Transported a 5 y/o with fever from the ER the other night. Nurse said highest was 105 F. In moving blankets found a cold pack under each leg and then one under his neck.

My "partner" admonished me for removing the one behind his neck after loading him on the gurney.

Didn't recall much about cold packs and fever (just heatstroke). Quick Google search seems to indicate they are a bad idea. Vasoconstriction and shivering might lead to increased temps.

Silly ER nurses or what?


----------



## Shishkabob (Nov 2, 2011)

No, they aren't a 'bad idea'.  

Yes, we do need to be wary of the shivering.




Kids can tolerate higher body temps for longer than adults, but that's no reason to let them sit there and bake.  Cool em down to a reasonable level at a reasonable speed.




Oh, and ps, chance are the doctor is the one that ordered the cold packs for the kid, the nurses didn't just do it on their own.


----------



## Handsome Robb (Nov 2, 2011)

What Linuss said.

That hot for too long could open a can of worms that makes the situation a whole lot worse. Read: febrile seizure.


----------



## jjesusfreak01 (Nov 2, 2011)

FourLoko said:


> Transported a 5 y/o with fever from the ER the other night. Nurse said highest was 105 F. In moving blankets found a cold pack under each leg and then one under his neck.
> 
> My "partner" admonished me for removing the one behind his neck after loading him on the gurney.
> 
> ...



Was this an IFT ride? Why were you taking them "out" of the ER? (I assume going to a peds ER) A standard fever is going to be EMS fixable with Tylenol and some minor active cooling. If the hospital felt the need to throw cold packs under every artery, the kid probably had some sort of nasty systemic infection, and 105 degrees would be way way outside of my comfort zone for any period of time. I'd probably have done the same thing.


----------



## Akulahawk (Nov 2, 2011)

A current temp of 105 in a kid should have me VERY worried, even if there's ice packs in use. I'd keep those ice packs in place... and gotten on you about removing the ice pack that's behind the neck too. If the current temp is lower than 105, but still a fever, I would still worry greatly. I don't want to get this kid shivering, but I don't want the body temp to climb either. 
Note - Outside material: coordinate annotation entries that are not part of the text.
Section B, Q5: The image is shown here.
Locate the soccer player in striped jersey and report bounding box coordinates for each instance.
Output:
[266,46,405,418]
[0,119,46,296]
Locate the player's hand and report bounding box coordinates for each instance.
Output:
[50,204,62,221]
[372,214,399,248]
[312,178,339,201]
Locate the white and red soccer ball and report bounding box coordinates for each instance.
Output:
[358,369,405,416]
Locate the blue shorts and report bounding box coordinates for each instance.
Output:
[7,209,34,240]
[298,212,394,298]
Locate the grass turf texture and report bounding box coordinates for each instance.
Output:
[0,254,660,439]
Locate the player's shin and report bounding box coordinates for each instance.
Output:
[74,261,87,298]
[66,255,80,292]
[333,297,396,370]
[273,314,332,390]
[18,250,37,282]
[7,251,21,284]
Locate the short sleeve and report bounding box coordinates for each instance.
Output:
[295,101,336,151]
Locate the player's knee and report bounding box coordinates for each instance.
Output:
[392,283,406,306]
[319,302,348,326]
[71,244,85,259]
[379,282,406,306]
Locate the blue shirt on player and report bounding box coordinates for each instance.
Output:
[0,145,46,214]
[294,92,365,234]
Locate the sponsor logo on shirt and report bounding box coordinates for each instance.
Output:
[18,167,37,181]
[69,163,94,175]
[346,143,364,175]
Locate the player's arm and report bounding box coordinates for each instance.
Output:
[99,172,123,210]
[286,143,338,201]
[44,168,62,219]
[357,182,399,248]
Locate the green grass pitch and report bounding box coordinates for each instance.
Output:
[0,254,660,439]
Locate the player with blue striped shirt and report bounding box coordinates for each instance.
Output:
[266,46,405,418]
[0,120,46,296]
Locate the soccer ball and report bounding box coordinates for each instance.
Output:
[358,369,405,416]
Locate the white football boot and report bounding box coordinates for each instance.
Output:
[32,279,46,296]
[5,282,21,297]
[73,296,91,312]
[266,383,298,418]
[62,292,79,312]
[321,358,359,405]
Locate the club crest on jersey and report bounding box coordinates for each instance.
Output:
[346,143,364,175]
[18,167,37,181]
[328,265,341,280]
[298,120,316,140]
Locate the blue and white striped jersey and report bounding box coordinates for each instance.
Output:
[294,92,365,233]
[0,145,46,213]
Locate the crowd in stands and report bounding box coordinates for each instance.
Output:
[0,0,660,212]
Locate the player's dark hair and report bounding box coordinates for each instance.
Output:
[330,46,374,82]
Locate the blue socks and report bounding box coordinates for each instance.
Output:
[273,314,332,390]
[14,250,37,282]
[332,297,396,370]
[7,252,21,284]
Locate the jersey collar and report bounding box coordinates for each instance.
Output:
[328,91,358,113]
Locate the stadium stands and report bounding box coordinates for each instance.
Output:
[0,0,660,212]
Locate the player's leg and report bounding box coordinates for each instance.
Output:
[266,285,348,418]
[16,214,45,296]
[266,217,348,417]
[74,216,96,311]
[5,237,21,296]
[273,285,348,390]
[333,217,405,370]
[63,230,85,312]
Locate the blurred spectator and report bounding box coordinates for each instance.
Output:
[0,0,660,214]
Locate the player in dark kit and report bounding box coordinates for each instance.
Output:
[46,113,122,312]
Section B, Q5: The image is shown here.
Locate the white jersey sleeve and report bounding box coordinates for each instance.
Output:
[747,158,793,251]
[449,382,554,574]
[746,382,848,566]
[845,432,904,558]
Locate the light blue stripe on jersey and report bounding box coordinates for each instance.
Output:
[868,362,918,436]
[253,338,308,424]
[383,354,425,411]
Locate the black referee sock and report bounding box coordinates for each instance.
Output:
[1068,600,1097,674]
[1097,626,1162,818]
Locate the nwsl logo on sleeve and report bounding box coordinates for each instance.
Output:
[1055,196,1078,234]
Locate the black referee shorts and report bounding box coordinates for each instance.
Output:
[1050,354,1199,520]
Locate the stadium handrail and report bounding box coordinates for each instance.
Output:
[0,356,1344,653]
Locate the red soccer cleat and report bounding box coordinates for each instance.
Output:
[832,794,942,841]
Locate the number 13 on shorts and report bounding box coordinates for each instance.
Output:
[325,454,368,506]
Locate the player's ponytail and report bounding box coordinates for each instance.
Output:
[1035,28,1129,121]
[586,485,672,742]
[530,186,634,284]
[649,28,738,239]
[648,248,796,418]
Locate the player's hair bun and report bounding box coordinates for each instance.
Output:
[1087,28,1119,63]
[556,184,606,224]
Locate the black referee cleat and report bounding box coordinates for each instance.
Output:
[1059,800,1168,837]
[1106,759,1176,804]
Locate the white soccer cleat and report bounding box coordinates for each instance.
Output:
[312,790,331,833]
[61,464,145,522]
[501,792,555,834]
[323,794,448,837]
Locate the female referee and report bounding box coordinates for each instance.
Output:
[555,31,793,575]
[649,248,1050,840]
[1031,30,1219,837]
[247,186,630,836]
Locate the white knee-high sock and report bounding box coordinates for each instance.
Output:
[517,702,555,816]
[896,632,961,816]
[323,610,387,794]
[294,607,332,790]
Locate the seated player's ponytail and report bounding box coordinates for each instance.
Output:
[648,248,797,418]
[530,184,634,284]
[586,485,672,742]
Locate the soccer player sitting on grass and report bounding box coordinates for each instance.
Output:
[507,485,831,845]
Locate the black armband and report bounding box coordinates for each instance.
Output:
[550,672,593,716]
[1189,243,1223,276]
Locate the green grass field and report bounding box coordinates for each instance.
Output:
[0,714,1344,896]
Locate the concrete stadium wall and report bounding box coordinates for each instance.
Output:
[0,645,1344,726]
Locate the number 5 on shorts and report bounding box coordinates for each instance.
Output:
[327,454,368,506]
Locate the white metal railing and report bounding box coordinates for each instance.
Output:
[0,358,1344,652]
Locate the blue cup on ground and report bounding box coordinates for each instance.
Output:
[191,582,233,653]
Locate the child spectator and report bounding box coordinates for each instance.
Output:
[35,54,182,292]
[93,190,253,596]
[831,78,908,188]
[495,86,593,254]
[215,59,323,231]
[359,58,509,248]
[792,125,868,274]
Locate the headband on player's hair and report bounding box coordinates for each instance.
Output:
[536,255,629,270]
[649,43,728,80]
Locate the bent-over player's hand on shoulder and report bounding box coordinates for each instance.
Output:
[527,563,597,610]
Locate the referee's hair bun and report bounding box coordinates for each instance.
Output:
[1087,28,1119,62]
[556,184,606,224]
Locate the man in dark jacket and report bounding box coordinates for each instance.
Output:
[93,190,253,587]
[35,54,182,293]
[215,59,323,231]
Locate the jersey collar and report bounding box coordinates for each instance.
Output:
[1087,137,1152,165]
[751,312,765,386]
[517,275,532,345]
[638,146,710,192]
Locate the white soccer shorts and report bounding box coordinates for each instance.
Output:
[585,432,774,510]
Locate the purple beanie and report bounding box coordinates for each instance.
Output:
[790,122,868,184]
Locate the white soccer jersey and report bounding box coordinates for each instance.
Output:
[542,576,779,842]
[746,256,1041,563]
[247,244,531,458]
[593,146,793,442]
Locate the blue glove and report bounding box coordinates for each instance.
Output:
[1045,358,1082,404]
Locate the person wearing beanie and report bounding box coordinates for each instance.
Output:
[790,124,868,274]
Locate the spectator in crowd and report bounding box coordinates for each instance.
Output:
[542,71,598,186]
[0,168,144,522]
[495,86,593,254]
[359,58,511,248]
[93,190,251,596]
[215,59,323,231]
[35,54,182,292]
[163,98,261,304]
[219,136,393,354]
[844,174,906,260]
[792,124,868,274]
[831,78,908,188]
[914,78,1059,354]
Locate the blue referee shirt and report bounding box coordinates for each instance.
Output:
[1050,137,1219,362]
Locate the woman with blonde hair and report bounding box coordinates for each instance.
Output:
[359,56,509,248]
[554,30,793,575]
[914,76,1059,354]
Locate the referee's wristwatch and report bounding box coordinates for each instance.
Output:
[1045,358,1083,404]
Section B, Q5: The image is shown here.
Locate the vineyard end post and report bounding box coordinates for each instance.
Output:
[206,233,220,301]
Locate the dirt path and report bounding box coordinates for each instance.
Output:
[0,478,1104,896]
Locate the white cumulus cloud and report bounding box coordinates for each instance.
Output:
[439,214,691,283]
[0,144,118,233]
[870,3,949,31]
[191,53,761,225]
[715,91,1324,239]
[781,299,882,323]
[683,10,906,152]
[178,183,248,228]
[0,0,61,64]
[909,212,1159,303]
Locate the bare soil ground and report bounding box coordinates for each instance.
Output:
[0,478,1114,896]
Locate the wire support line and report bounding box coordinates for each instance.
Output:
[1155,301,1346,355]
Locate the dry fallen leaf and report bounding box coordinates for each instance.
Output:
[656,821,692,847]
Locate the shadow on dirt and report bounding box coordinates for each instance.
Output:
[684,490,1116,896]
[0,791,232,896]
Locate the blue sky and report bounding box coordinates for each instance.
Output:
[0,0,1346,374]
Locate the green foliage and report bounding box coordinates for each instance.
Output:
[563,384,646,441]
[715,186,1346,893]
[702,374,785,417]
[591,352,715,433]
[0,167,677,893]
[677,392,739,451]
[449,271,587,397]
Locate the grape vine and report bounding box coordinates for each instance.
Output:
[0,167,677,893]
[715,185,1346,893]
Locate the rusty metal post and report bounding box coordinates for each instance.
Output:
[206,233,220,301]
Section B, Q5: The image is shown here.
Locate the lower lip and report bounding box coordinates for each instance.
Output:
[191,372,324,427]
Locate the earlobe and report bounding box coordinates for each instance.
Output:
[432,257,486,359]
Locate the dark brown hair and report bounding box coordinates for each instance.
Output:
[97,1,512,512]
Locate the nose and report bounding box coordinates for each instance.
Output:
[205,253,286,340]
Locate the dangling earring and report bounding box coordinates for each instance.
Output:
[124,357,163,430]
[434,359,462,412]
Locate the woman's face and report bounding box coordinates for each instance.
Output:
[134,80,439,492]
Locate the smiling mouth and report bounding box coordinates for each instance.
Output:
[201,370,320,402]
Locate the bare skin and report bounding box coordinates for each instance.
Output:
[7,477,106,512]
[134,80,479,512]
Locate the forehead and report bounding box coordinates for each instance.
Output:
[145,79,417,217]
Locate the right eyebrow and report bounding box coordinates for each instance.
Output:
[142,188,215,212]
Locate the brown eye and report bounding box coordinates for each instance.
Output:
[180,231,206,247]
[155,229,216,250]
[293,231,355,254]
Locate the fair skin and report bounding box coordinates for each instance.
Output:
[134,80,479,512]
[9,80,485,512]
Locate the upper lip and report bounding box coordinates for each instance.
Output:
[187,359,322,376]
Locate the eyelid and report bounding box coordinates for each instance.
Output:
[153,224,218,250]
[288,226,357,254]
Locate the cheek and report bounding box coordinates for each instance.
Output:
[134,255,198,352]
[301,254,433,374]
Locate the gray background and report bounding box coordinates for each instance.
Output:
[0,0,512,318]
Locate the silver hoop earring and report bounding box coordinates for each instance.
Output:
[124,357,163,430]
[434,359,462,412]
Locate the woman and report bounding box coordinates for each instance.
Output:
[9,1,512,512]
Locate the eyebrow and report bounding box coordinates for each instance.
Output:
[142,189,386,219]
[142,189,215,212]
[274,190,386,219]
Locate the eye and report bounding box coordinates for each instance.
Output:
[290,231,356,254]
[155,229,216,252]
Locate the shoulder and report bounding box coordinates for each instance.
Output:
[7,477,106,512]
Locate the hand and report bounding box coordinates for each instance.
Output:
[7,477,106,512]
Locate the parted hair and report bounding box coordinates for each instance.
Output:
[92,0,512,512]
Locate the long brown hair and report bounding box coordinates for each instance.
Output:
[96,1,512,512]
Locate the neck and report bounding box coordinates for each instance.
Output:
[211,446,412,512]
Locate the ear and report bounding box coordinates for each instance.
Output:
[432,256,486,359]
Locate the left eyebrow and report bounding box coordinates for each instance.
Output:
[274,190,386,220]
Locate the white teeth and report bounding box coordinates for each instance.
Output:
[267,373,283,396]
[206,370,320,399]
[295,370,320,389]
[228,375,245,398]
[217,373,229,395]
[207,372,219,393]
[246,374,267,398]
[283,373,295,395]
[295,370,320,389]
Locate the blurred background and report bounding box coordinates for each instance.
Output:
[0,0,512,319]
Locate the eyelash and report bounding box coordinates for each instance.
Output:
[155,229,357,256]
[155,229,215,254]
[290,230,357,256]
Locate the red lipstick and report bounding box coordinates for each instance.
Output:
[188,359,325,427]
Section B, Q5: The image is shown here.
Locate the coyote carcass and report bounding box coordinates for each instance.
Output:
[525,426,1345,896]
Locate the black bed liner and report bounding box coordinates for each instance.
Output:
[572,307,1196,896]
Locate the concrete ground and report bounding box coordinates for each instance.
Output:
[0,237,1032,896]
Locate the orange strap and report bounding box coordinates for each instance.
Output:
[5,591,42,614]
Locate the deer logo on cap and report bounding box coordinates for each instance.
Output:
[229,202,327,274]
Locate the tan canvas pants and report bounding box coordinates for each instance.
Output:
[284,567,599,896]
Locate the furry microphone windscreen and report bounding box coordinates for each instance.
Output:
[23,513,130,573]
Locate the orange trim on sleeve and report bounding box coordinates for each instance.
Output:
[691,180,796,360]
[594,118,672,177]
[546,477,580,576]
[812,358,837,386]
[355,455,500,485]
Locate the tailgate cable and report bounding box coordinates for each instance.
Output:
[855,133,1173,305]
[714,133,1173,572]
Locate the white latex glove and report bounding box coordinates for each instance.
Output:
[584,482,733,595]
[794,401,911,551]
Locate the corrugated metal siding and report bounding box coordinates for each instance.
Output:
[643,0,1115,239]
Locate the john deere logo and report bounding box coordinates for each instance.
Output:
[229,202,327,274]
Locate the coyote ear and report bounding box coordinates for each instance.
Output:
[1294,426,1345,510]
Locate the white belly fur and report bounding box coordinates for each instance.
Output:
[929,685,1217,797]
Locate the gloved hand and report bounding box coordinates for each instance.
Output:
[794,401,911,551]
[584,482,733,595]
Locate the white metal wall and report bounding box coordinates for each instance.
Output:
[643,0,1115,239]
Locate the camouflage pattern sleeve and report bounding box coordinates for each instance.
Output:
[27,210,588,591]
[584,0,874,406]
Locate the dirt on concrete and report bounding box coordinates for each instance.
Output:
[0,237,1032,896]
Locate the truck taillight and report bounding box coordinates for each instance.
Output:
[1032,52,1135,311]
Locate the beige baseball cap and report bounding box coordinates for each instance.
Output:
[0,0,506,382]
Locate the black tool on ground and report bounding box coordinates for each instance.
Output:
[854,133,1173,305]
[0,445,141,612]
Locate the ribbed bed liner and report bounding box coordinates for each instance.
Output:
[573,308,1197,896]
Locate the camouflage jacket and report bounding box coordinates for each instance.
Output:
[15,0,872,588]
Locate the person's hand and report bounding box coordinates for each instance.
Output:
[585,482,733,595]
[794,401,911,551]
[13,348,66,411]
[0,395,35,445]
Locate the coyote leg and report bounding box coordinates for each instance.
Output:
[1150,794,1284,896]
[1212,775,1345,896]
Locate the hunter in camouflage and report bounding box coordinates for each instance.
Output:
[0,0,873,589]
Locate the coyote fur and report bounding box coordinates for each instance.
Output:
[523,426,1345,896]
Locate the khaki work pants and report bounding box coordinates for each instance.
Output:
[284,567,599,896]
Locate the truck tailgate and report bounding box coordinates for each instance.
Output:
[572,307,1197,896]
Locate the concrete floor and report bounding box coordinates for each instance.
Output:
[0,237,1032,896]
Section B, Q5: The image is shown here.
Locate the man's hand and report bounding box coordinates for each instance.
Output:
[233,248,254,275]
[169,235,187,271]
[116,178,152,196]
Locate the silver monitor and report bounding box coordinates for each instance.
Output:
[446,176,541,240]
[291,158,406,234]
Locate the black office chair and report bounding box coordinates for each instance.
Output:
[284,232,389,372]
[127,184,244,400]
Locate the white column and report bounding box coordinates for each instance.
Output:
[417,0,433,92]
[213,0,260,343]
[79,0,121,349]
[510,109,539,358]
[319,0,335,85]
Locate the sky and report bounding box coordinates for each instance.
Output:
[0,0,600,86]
One of the things that seems to kick off the febrile seizures is the rate of temp increase. Those ice bags may have been keeping the temp in check...


----------



## mycrofft (Nov 2, 2011)

*Just to be contentious, I'd like to see proof that trick works.*

Can't hurt, but the BTU reduction from a chemical cold pack just isn't that much. And an artery doesn't present much surface area versus cross section. And the blood is moving right along through there. Cooling capillary beds would yield a faster reduction; if the capillaries start constricting, the venules and arterioles won't (at least not as fast). Theoretically that would lose you the capillary bed to radiate heat, but on the other hand you have converted the skin and subcutaneous tissues into a heat sink.

That said, new studies cited earlier in EMTLIFE show even cold water baths are not as bad as everyone was saying...and which empirically has been demonstrated time and again over the decades. If shivering can build a deadly temp, then every person with a fever who falls into cold water is going to be dead from hyperthermia. 

If the medical order was to leave the chemical cold packs in place, then do it. As long as the pt doesn't try to drink the liquid.
edit: http://www.ncbi.nlm.nih.gov/pmc/articles/PMC2361150/
Fever reduction protocols found to be determined by MD orders, and vary regionally.


----------



## abckidsmom (Nov 3, 2011)

Space.bar.is.broken.

While.a.temp.of.105.is.nothing.awesome,it's.also.not.a.huge.deal.in.and.of.itself...it's.how.the.kid.is.reacting.to.that.fever.that.really.matters...What's.his.mental.status?..How's.his.activity.level.etc.


----------



## Shishkabob (Nov 3, 2011)

I had a mental pause after every word due to the periods :wacko:


----------



## mycrofft (Nov 3, 2011)

*Another somewhat related article*

It's about control of hyperpyrexia in TBI patients with hypothalamic damage.
http://www.upgneurosurgery.com/admin/journal/journalpdf/Thompson.pdf
Notes from it (go to page 169) include that damage from shivering is from the consumption of oxygen by the shivering muscles; that shivering while cooling might be minimized by covering the extremities (i.e., DON'T cool the arms and legs, just the trunk/core); and that external cooling might be contraindicated for TBI. The article is from 2003 and states scientific study of cooling devices and intravascular cooling is (was) not conclusive (yet).


----------



## EMSrush (Nov 3, 2011)

abckidsmom said:


> Space.bar.is.broken.
> 
> While.a.temp.of.105.is.nothing.awesome,it's.also.not.a.huge.deal.in.and.of.itself...it's.how.the.kid.is.reacting.to.that.fever.that.really.matters...What's.his.mental.status?..How's.his.activity.level.etc.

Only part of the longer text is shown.